This month’s picks are about art’s ability to tell stories, and how those stories can reveal larger collective narratives. At Nazarian / Curcio, Widline Cadet reflects on her family’s immigration from Haiti through photo-based works. Akinsanya Kambon’s ceramic vessels draw on the vast Black diaspora, informed by his own life experience as a Black Panther and travels to Africa. At the Brand, Opulent Mobility gathers the work of artists who foreground issues related to disability, while Orange Curtain brings together three artists with roots in Orange County to broaden narrow notions about the region. A two-person show pairing Brian Sharp with his teacher, the late Denzil Hurley, highlights the importance of mentorship, and a recreation of Diane Arbus’s 1972 retrospective at the Museum of Modern Art in New York showcases the psychological intensity behind her revealing portraits, laying bare the complexities beneath the placid facade of American postwar society.
Carolee Schneemann
Lisson Gallery, 1037 North Sycamore Avenue, Hollywood, Los Angeles
Through June 7
Lisson’s current Carolee Schneeman exhibition, the late artist’s first solo show in LA, includes work the artist produced during the 1980s, highlighting her materially adventurous multidisciplinary practice.

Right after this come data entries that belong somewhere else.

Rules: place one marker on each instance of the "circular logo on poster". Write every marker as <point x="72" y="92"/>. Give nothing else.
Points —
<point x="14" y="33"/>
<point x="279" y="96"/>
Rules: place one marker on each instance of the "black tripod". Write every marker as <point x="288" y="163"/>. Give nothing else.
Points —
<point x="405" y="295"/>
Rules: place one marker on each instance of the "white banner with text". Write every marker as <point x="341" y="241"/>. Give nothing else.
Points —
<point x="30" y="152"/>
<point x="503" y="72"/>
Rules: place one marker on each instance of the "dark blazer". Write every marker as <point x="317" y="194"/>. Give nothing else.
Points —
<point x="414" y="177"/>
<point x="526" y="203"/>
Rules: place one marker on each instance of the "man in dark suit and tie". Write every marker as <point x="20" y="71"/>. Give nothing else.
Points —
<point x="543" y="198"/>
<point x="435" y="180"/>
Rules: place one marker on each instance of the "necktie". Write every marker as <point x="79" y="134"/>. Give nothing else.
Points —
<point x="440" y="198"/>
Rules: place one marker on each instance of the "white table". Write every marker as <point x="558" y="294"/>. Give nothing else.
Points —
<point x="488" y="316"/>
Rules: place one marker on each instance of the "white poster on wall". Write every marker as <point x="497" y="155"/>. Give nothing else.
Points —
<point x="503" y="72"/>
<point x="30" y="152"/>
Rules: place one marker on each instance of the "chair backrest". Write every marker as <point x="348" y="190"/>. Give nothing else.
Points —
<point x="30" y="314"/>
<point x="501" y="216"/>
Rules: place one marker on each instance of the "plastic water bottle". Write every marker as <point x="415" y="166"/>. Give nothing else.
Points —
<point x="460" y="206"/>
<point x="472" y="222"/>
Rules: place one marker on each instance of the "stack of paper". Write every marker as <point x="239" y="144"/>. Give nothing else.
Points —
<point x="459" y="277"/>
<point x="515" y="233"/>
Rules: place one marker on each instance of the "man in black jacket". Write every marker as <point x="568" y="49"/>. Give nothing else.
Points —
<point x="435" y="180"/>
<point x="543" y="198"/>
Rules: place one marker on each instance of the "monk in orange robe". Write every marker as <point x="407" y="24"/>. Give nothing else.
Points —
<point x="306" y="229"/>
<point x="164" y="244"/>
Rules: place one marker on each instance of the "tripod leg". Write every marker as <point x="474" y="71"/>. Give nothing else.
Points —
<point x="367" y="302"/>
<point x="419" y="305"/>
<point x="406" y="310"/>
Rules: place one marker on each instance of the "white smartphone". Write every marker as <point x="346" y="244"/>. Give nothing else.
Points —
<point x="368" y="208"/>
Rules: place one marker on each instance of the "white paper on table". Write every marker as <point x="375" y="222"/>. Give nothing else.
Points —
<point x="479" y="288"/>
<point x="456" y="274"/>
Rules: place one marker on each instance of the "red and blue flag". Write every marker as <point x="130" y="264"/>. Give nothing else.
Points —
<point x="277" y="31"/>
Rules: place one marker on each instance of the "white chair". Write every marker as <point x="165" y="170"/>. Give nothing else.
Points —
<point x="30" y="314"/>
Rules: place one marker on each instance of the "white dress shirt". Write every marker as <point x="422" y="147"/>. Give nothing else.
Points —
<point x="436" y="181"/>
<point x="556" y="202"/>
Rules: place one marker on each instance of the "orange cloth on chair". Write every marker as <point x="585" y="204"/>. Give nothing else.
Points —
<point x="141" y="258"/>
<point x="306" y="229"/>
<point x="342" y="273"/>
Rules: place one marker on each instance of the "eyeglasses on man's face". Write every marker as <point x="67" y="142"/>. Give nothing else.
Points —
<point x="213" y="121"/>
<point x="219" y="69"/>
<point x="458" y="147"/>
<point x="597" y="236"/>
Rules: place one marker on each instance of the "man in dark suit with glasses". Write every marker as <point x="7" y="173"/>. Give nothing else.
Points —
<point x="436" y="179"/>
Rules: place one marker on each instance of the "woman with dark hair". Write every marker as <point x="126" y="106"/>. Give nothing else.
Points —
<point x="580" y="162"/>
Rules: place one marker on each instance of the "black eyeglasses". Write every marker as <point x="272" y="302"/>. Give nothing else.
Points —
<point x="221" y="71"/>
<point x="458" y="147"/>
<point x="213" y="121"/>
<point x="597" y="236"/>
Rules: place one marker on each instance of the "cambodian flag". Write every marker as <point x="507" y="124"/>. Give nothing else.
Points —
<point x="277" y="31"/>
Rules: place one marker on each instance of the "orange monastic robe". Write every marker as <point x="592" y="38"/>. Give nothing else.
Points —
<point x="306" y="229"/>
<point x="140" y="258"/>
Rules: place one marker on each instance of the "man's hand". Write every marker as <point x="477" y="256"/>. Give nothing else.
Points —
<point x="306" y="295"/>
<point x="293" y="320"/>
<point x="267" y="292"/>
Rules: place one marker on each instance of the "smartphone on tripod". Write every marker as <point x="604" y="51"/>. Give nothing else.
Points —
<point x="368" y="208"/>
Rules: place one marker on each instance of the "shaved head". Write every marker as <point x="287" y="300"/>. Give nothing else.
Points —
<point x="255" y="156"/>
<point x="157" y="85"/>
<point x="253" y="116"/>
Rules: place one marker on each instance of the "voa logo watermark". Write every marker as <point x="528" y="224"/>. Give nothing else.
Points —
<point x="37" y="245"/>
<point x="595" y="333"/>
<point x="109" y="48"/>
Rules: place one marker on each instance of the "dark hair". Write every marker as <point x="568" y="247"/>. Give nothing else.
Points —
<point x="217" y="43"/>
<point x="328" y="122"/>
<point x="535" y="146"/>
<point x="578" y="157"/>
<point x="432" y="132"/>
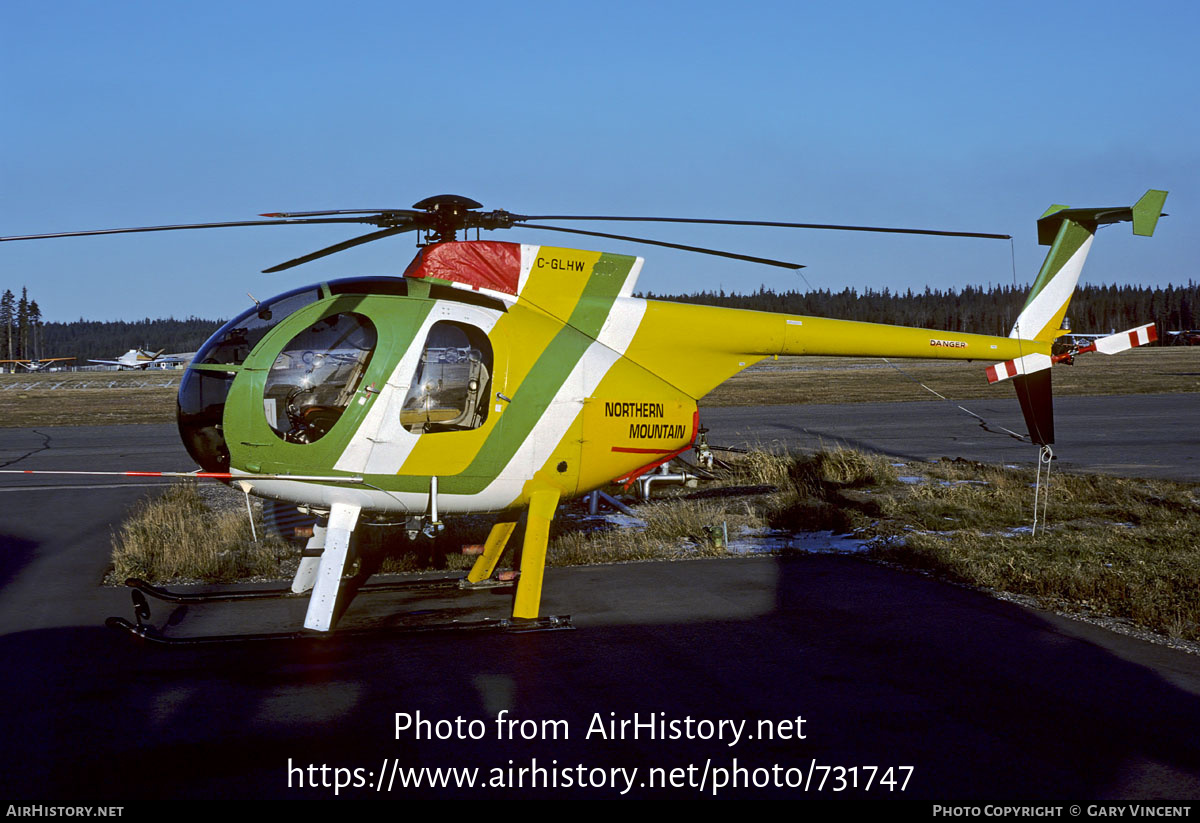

The centerpiece is “Video Rocks” (1987), a field of 180 hand-cast “rocks” accompanied by five monitors playing scenes of people and animals walking across it. Several brightly colored, impressionistic sketches related to the installation hang nearby. Also on view are selections from her Lebanon Series (1981–99) that mix abstraction and photography to confront the nation’s violent civil war. Part of this series, the Dust Paintings (1983–86), incorporates circuit boards, glass, ash, and vegetable dye on rag paper to create surfaces whose material complexity is both alluring and challenging.